Curious to if anyone going to punk rock bowling this year? Anyone go to last years event, was pretty dope.

*COCK SPARRER
DESCENDENTS
NOFX
Anti-Nowhere League
The Adicts
Angelic Upstarts
SNFU
Cerebral Ballzy*

*so far i seen on t*he site (www.punkrockbowling.com)


----------



## Matt Derrick (Dec 23, 2013)

looks like it might be fun. i have no idea if i'd be in the neighborhood though.


----------



## Phil (Dec 23, 2013)

yea, went for the first time last year was a blast. you been to any?


----------



## Matt Derrick (Dec 23, 2013)

nope. what was it like?


----------



## Alan Strojia (Dec 23, 2013)

I will go if I can make it!


----------



## Phil (Dec 24, 2013)

pretty crazy, long nights of dollar beer at the chicago club. devo had a crazy ass light show was intense as fuck, missed out on the secound day cuz shroom triped. keith morris fucking killed it in black flag. probably one of my top best times of my life lol.


----------



## Phil (Dec 24, 2013)

well if ya make it down there ill buy ya a beer, hopefully i can make it back again.


----------



## Alan Strojia (Dec 24, 2013)

Phil said:


> well if ya make it down there ill buy ya a beer, hopefully i can make it back again.

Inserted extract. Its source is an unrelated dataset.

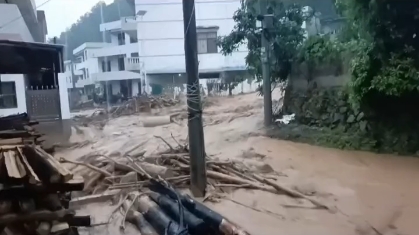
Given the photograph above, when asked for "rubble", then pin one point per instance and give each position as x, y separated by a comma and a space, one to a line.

dude if were down there you buy i will pay im underage xD so we will have a good drunken system


----------



## sketchytravis (Jan 7, 2014)

sounds like a solid time. imma possibly try and make it out there for it


----------



## Haley (Jan 22, 2014)

I guess one of the perks of being born/ having family in Vegas is that you always have a place to stay during PRB.
Too bad its so expensive, though.


----------



## arkansasjason (Mar 2, 2014)

I will be at prb this year so give me a shout !


----------



## Mongo (Mar 15, 2014)

I wasn't planning on going but A global threat is doing a show somewhere the day before in Vegas (I didn't even know they were doing shows again). It also looks like the lineup this year is getting crazier with leftovercrack, againstme!, and La plebe on the bill. also cro mags will be at the venue with AGT.

Guess all be in Vegas on the 23rd O' May


----------



## treatment (Mar 15, 2014)

Cock Sparrer and the Descendents? SHIT.

Edit: Just saw Gang Green is playing a show outside the fest! FUCK YEAH GANG GREEN


----------



## sketchytravis (Mar 15, 2014)

anyone see the lineup for that rock fest thing in quebec in june?


----------



## liveinlonvenow (May 21, 2014)

this is the first year i dont have to sell my tickets...woohhoo!!! cant wait


----------



## Matt Derrick (May 28, 2014)

how was this? it'd be rad to get a report back from it...


----------